A Fisherman's Tale

January 10th, 2017 in Features

A man and a little boy fishing

John's story

What makes your day a happy one?

Do you prefer a relaxing walk in the countryside, or an action-packed day at the football? Does the dreary rain get you down, or do you love splashing in the puddles? We are all unique, and, at Home Group, we want to celebrate your individual passions, preferences and skills when we work with you.

With that in mind, we are continuing to roll out our person-centred planning approach across our services, and we will soon be using an even wider range of tools and exercises to get to know you better and understand what makes you tick.

So how exactly does person-centred planning work in recovery? Here is just one example of how we have supported someone's wellbeing and independence by tapping into their personal goals, passions and happy memories.

A fisherman’s tale

By John Baxter

I woke up one morning excited with anticipation. I was really excited about going fishing again and I remembered thinking back to how I used to go when I was married, and the many times my father took me fishing as a young boy. Hopefully I can catch something again that my dad would be really proud off.

When I was a child I often went sea fishing with my father. Sometimes we would go alone, or sometimes we would go with his work colleagues who worked for the local electricity board. Our favourite location was Aldeburgh in Suffolk. Sometimes it would be freezing cold with wintry showers, but we never let anything put us off. Thinking back, the thermal underwear may have had something to do with it.
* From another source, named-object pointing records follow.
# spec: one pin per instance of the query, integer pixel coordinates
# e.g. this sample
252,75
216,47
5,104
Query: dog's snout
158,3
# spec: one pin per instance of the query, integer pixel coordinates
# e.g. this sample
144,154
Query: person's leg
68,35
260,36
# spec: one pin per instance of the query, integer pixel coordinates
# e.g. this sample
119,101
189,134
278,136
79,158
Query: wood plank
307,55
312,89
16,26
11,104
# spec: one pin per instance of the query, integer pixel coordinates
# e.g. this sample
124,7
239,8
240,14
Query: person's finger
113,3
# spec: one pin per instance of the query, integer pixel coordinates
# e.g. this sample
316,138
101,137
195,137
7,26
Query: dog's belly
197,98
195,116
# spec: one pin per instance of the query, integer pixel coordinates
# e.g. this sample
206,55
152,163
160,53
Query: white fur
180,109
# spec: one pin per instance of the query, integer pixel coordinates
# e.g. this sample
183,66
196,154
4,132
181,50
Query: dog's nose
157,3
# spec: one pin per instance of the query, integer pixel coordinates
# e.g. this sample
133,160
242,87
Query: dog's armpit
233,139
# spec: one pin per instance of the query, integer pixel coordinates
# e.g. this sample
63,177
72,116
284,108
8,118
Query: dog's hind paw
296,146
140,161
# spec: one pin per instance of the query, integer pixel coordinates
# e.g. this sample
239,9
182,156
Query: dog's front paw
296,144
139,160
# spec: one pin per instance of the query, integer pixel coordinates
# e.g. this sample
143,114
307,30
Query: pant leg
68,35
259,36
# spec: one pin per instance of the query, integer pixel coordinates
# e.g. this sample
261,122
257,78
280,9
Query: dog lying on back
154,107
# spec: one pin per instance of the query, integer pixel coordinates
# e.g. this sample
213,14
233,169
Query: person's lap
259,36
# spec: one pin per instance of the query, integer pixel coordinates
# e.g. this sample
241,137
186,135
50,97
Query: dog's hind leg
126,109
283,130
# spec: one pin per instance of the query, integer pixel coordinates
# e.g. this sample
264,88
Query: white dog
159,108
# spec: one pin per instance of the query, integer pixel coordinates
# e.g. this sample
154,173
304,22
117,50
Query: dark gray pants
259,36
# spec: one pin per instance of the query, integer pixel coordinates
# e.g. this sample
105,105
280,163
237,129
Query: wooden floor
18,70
One day we went fishing to Aldeburgh, it would have been late autumn / early winter and, when we arrived at our destination, we unpacked our gear and started walking up to the beach. If you know this location, you’ll know that the further you walk, the deeper the water gets and, hopefully with a bit of luck we would find lots of fish. After we had walked for what seemed like ages I said something like “Dad are we there yet!?” I was about seven or eight and carrying loads of gear, so I remember having a little moan and being a bit cheeky. To be honest, I can still be cheeky at times!

We probably walked three or four miles on a shingle beach and this was hard work, but I secretly loved it. Thinking back now thirty five years or so ago to this occasion, I don’t think we ever believed we would have caught so many. After we got home, we had a count up and had over 100 fish! It made the local newspaper which was something I was always very proud off.

So here I was, nearly forty years later, ready to go fishing again. I was, still suffering from depression, but I had started learning how to help myself. My support worker, John, was one of the many people who inspired me and he encouraged me to get back into fishing.

So on this day, at around 9am, John picked me up ready for the trip. After picking up a couple of fellow clients we hit the road and, after about an hour we arrived at the reservoir. We soon had everything set up and it wasn’t long before we had our hooks and bait in the water.

The weather, if I remember correctly was amazing. It was hard work at first and I think only a couple of fish were caught for the first three or four hours. But we were all having an amazing time. I was so happy watching the tip of the rod in the water, waiting in anticipation for a bite.

After a few hours, John shared a few of his fishing tips with us, including how to stop the fish feeling the weight quickly, if it picked up the bait.

Shortly afterwards chaos came upon us! Everybody was catching on nearly every cast! By the end of the session I had caught the limit of eight which was amazing, It was my first trout fishing experience and John took a photo of my first ever trout, which he brought in for me a few days later. I have a tear in my eye now as I am writing this as this was an amazing thing to do.

After years of depression I had caught the fishing bug again and I was feeling great.

Right now, as I write this, I am smiling so much. I will never forget the trip and I’m hopeful that we can have even more times like this. It has played such a huge part in my recovery. And I hope that I can now share some of my skills with others who might also benefit from this amazing hobby

Just this morning, we had a date confirmed for our next fishing trip to Roker. So now my imagination is running wild with what we might catch. Of all the hobbies and interests I enjoyed before I became ill, I’m so glad that fishing wasn’t the one that got away!